Detto questo, l’operazione Chiesa mi sembra in questo momento quasi impraticabile. Non tanto per le cifre: leggo di una valutazione vicina ai 40 milioni di euro, somma che il Napoli, soprattutto in caso di passaggio alla fase a gironi della Champions League, può anche investire se convinto fino in fondo delle qualità del ragazzo. Il problema vero è che dopo le cessioni di Bernardeschi, Borja Valero, Ilicic, Gonzalo Rodriguez e Vecino, e con il probabile addio di Kalinic, la dirigenza viola non può permettersi il lusso di un altro strappo con la propria tifoseria, che vede in Chiesa la stella del domani, se non una possibile nuova bandiera. I Della Valle, che già hanno un rapporto conflittuale con i supporter gigliati, sarebbero quasi costretti a fuggire da Firenze…

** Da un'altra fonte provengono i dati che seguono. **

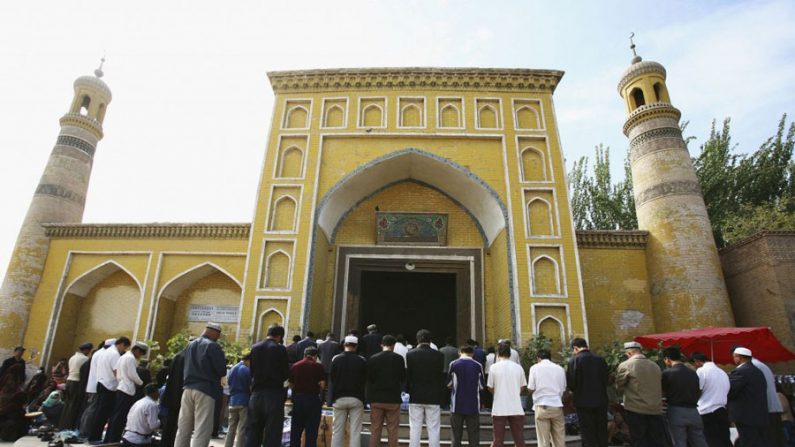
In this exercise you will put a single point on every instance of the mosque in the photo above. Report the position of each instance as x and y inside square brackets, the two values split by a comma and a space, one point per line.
[408, 197]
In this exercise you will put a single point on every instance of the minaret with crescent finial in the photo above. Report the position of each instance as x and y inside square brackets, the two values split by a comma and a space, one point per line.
[685, 277]
[59, 198]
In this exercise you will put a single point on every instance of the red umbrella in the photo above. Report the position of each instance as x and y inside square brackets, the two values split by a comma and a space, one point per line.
[717, 342]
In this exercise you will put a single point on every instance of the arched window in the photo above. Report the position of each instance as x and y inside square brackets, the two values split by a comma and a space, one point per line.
[546, 276]
[292, 163]
[335, 117]
[450, 116]
[296, 118]
[372, 116]
[539, 217]
[277, 271]
[527, 118]
[487, 117]
[533, 166]
[283, 215]
[637, 98]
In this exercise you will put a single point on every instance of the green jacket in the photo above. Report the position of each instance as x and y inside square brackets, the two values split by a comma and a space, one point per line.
[640, 380]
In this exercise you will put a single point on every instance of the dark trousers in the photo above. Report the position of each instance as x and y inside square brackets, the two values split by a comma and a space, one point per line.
[645, 430]
[265, 418]
[751, 436]
[472, 421]
[593, 426]
[106, 400]
[775, 430]
[74, 399]
[517, 429]
[306, 418]
[716, 428]
[119, 419]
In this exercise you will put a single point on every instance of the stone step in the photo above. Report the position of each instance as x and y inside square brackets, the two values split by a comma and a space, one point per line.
[485, 418]
[486, 433]
[571, 441]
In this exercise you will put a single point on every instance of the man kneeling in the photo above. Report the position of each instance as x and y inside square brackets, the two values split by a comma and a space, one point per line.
[142, 421]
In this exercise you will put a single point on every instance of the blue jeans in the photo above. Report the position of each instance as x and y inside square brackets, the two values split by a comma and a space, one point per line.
[306, 417]
[265, 414]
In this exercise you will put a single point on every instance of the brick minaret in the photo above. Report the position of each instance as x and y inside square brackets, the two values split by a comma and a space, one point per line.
[59, 198]
[685, 278]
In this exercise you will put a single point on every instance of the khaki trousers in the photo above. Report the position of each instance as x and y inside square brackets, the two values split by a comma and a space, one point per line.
[550, 426]
[236, 436]
[195, 417]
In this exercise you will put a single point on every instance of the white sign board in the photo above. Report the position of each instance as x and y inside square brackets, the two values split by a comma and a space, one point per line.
[211, 312]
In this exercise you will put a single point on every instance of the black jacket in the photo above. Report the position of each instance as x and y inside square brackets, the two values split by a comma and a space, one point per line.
[587, 379]
[370, 344]
[748, 396]
[425, 375]
[386, 372]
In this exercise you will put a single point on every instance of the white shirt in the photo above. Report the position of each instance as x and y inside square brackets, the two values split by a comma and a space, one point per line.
[127, 374]
[490, 358]
[547, 380]
[714, 385]
[515, 356]
[507, 380]
[142, 421]
[773, 404]
[75, 362]
[91, 385]
[105, 366]
[401, 349]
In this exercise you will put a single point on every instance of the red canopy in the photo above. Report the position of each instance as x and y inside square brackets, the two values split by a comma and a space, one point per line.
[717, 342]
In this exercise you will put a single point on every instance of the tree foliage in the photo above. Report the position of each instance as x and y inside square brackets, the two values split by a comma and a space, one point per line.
[743, 193]
[598, 203]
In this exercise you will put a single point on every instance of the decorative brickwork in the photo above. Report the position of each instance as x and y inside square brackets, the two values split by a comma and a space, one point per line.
[108, 231]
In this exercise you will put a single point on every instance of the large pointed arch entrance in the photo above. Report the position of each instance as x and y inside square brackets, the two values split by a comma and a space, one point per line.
[410, 287]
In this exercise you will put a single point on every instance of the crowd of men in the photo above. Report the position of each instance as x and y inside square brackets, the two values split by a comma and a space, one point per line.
[109, 399]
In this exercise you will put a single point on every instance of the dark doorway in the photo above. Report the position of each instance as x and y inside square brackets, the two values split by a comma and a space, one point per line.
[404, 302]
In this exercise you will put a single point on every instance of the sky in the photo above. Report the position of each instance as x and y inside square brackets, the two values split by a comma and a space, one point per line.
[185, 134]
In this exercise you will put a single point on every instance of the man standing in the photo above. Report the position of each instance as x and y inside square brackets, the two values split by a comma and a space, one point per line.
[714, 384]
[386, 372]
[92, 401]
[450, 353]
[640, 379]
[106, 386]
[425, 384]
[506, 381]
[74, 395]
[307, 341]
[775, 429]
[142, 420]
[127, 375]
[16, 359]
[266, 406]
[587, 379]
[466, 379]
[547, 383]
[346, 395]
[205, 364]
[239, 380]
[370, 343]
[307, 381]
[748, 400]
[681, 391]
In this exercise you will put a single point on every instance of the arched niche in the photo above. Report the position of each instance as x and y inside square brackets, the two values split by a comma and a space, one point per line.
[200, 285]
[546, 276]
[100, 304]
[534, 167]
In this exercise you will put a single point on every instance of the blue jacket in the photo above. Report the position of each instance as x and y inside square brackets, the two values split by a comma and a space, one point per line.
[205, 364]
[239, 381]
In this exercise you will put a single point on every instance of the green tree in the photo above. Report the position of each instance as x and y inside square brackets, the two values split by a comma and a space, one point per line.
[597, 202]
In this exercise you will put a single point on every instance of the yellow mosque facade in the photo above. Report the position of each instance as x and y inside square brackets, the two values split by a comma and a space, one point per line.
[410, 198]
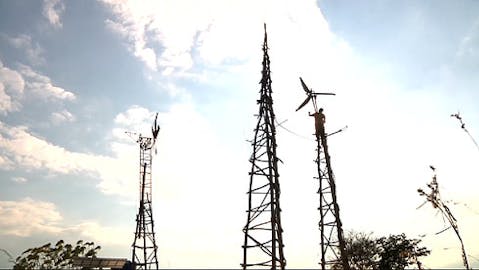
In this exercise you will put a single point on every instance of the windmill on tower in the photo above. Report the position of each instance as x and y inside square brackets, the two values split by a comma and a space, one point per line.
[333, 247]
[144, 255]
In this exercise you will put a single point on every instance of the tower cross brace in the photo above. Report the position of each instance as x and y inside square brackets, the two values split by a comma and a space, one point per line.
[333, 246]
[263, 241]
[144, 254]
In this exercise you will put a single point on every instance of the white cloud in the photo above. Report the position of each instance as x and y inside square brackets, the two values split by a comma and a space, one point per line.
[33, 50]
[42, 86]
[29, 217]
[11, 89]
[14, 84]
[26, 217]
[61, 117]
[19, 179]
[28, 151]
[53, 10]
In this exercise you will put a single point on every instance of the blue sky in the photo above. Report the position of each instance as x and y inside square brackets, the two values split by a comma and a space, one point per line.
[74, 76]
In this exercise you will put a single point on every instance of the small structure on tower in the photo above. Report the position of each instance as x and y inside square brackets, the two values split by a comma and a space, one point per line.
[333, 247]
[263, 241]
[144, 254]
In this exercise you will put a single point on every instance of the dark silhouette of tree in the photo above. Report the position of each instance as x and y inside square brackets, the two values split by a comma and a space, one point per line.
[386, 253]
[58, 256]
[398, 252]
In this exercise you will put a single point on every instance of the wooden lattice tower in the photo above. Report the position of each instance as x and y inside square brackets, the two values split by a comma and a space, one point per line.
[263, 241]
[144, 254]
[333, 247]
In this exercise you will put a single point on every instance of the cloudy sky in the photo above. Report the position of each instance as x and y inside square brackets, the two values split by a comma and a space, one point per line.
[74, 76]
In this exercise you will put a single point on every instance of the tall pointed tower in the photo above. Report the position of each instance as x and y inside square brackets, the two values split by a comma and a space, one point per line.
[144, 246]
[333, 246]
[263, 241]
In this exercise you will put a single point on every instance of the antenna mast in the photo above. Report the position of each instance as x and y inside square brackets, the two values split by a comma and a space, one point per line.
[263, 241]
[144, 246]
[333, 246]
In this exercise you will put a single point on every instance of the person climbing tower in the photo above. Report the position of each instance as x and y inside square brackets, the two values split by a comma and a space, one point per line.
[319, 120]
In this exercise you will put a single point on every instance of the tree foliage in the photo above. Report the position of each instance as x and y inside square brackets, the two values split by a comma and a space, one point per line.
[386, 253]
[58, 256]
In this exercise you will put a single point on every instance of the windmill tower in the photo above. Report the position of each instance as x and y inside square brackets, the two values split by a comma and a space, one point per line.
[144, 246]
[333, 247]
[263, 241]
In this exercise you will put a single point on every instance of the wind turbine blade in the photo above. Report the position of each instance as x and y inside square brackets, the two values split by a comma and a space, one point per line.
[304, 86]
[304, 103]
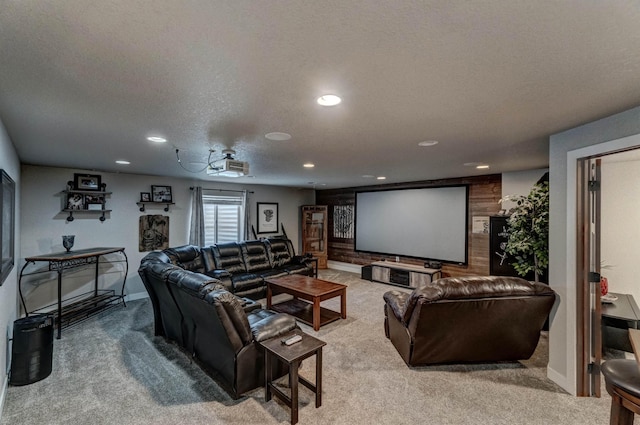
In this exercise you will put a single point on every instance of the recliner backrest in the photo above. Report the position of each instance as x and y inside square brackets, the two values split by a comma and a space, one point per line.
[228, 256]
[280, 251]
[187, 256]
[473, 287]
[232, 316]
[255, 255]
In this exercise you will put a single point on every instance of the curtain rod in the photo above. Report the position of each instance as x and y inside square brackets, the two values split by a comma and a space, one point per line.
[225, 190]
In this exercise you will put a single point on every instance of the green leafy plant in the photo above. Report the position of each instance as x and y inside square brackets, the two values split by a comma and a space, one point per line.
[529, 231]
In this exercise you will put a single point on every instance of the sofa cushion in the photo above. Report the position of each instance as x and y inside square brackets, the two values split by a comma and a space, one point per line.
[232, 316]
[280, 252]
[187, 256]
[196, 284]
[255, 256]
[228, 256]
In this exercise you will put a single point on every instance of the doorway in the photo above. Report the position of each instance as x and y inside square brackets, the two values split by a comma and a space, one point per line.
[606, 206]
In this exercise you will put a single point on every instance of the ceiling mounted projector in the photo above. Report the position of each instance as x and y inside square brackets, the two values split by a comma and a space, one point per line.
[228, 166]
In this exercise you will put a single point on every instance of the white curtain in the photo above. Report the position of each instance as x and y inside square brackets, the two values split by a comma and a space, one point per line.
[247, 219]
[196, 227]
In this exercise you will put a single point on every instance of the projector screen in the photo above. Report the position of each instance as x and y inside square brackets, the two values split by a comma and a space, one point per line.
[428, 223]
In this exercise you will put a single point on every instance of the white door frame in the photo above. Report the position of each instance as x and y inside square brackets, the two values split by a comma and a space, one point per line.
[621, 144]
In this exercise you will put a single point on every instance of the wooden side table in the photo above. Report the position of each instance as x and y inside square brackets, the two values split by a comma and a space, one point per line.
[314, 260]
[292, 355]
[617, 318]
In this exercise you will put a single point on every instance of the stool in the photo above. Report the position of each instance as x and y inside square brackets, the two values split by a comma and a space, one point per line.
[292, 355]
[622, 379]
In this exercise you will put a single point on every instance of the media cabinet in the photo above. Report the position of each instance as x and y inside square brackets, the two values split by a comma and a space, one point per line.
[400, 274]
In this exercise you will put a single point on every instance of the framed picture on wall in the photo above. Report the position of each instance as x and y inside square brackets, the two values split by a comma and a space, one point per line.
[87, 181]
[161, 194]
[7, 206]
[267, 217]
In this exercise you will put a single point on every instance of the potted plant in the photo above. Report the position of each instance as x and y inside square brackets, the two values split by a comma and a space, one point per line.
[528, 242]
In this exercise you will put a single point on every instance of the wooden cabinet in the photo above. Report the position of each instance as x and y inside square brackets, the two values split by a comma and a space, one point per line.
[314, 232]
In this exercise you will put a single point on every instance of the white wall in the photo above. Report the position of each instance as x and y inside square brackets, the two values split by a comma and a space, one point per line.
[43, 224]
[564, 149]
[8, 291]
[620, 233]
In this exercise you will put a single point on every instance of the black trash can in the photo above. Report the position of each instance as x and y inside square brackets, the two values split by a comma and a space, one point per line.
[32, 352]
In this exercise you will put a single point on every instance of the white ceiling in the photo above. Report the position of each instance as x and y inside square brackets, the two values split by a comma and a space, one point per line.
[83, 83]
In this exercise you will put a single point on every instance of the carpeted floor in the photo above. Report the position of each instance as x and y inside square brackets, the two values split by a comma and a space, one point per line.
[112, 370]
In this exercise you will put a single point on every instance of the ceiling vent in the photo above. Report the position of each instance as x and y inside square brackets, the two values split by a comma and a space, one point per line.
[228, 166]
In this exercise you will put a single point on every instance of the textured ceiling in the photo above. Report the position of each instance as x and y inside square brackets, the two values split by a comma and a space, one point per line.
[83, 83]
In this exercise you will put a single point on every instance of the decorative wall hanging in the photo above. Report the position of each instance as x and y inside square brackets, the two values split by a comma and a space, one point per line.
[343, 221]
[154, 232]
[7, 237]
[267, 217]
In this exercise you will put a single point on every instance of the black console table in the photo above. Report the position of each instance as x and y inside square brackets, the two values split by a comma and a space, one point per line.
[75, 309]
[617, 318]
[402, 274]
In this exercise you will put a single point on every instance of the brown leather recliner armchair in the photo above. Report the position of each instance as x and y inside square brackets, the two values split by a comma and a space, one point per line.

Un’alternativa a Chiesa come vice Callejon? Difficile davvero dare una risposta. Callejon piace talmente tanto a Sarri da essere stato il giocatore più impiegato nella scorsa stagione. Oltretutto ha caratteristiche fisiche tali (un super atleta dalla corsa inesauribile) che gli consentono di necessitare effettivamente di pochissimo riposo anche durante le stagioni più lunghe e faticose, come quella che si prospetta per il 2017/2018. Chiesa sarebbe sì ottima alternativa a Callejon, ma per doti naturali e gran senso della posizione potrebbe essere schierato anche come finto centravanti, come alternativa a Insigne se non come mezzala. Se non dovesse arrivare il giovane talento della Fiorentina, continuerei a lavorare su Rog, che nasce centrocampista centrale ma che Sarri sta ogni tanto sperimentando anche come esterno tattico.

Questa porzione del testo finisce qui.